In Malayalam, the usual way of referring to virulence that feeds on negative experience is paashaanathil krmi — or the maggot that is fattened by poison, instead of getting killed by it. Over the past few days, many of us have lived completely on the edge, bereft of sleep or ease, tossing about in a seemingly-unending nightmare, as the rain, floods, and landslides uproot not just our physical world, but the very culture of smugness and complacency that took over our deepest selves over the past twenty years or so.
Image: AP
Nevertheless, many of us have been scrambling to assemble and transport relief supplies; young people in local areas have banded together to rescue their neighbours and others from the surging waters; others have been assisting the rescue teams by identifying exact locations of the marooned and attending distress calls; school children have gathered in large numbers as volunteers in collection centres; IT professionals and students have set up communication networks; housewives have prepared thousands of packets of food and clothing for the affected; merchants and service-providers have been rising to the occasion with exemplary alacrity; local governments, health department personnel and revenue officials have been available round the clock. In other words, Kerala’s citizens have come together in an extraordinary way to deal with this great leveller of a flood.
Yet the greatest danger, it seems to me, is not the flood but the dirty human maggots that try to fatten on it: the minions of Hindutva in Kerala.
There is much that this calamity has revealed. First of all, the reality of Kerala’s post-1990s ‘new’ capitalism lies bare before us for all to see. It seems clear that what was sold to consumers by the construction sector was hardly use-value — it was, well, ‘disaster value’. The manner in which construction proceeded without sparing a single thought for nature, a tendency shared by all players, big and small, producer and consumer, in construction has exacted an impossibly high price: clearly, it will be impossible to go back to the older ways of life, we have to really change, we have to realize that this land and these waters cannot be taken for granted. This is of course what the environment movement in Kerala has always been saying but all they got for their concern was the tag of being unrealistic/cynical/’anti-development’. Even I, who has been with the environment movement all through, truly and fully understand only now a phrase which I heard as a child, used by a working-class woman to refer to the massing of monsoon clouds to the east: kizhakkottu mudi azhicchittu nilkkunnu. Roughly translated, it means ‘there she stands, tresses flying wild and ready for battle’. The monsoon wreaks havoc like never before, and my utterly humbled eye sees only now its full fearsome might, the way it obliterates at the mere flick of a wrist the many mistakes that we committed, often fully intentionally, which we hypocritically referred to as ‘development’.

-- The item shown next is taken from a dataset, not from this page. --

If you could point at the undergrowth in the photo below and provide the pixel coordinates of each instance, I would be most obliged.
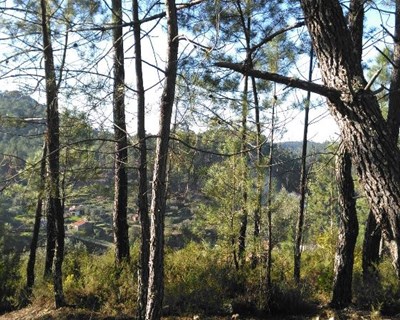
(201, 279)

Yet this is not the time really to begin our analysis and apportion the blame. Compassion demands that all our resources be now devoted to alleviating the enormous suffering and the danger. In all fronts, people of all faiths and castes, of all genders and ages are working together in the face of the common tragedy. Many realize how shallow, how hollow, the belligerent calls of religious bigotry sound. Surely, the waters did not discriminate — this time, they did not spare the rich.

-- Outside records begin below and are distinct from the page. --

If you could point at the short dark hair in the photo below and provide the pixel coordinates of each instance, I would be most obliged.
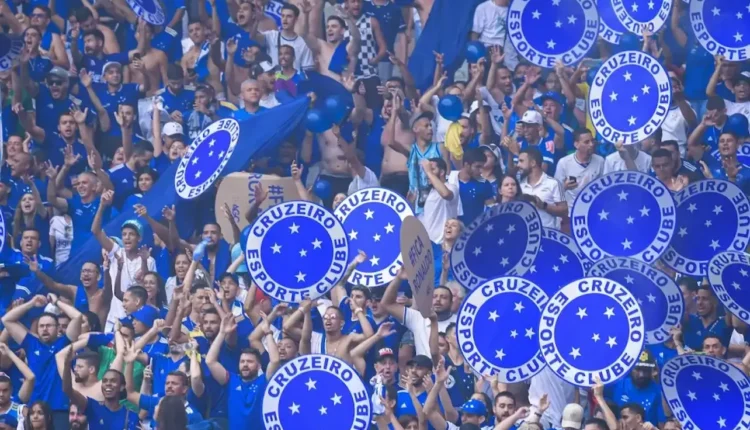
(534, 154)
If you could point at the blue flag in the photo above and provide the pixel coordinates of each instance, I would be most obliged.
(706, 393)
(573, 29)
(630, 97)
(497, 327)
(624, 214)
(372, 219)
(503, 241)
(722, 27)
(316, 388)
(729, 276)
(608, 329)
(657, 294)
(712, 216)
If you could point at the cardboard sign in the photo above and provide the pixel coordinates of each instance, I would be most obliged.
(419, 263)
(238, 191)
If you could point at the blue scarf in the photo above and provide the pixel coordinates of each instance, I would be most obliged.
(223, 259)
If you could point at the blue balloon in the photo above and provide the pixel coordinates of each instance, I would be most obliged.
(475, 50)
(451, 107)
(322, 189)
(335, 109)
(316, 121)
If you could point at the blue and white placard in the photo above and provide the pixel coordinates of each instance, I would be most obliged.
(503, 241)
(592, 327)
(206, 158)
(712, 216)
(610, 28)
(316, 388)
(624, 214)
(645, 14)
(11, 47)
(657, 294)
(722, 27)
(729, 276)
(573, 28)
(558, 263)
(372, 218)
(706, 393)
(150, 10)
(629, 97)
(296, 250)
(497, 329)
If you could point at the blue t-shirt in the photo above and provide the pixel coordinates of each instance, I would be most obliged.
(102, 418)
(246, 401)
(41, 360)
(473, 195)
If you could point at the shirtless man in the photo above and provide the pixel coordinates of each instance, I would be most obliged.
(330, 58)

But in social media, there is vermin who have set out to ‘analyse’. Their evil imagination connects these events to the recent decision of the Supreme Court permitting women of menstruating ages to worship at Sabarimala. Or it spreads the lie that the waters were deliberately released by the Kerala government to submerge Hindu temples. What is worrying is that the first superstition often strikes a chord with many of the sufferers who still cannot see how the truths and commonsense of Kerala’s new capitalism of the post-1990s have led to this calamity. Given that the deluge was totally unexpected and frighteningly sudden to many, the divine hand might seem like a plausible explanation. Then there are the cunning Whatsapp messages that tell you that the Christians who live in the highland districts are responsible for the rejection of the Gadgil Committee Report and that this is the price for ignoring Hindu ecological wisdom. Many of us see through this evil. Where is the ‘Hindu ecological consciousness’, I wonder, in the BJP’s systematic destruction of environmental governance in this country, and in their open dalliance with crony capitalists?
Let us guard ourselves from these maggots who thrive on the fear that the catastrophe has ignited among people. These scum who claim to be of this land but have no real sense of belonging, have to be exposed, isolated, and condemned. Just like we must guard against virulent infectious germs as the waters recede, so must we stay vigilant against the Hindutva rabble who hate everything that democratic Kerala stands for.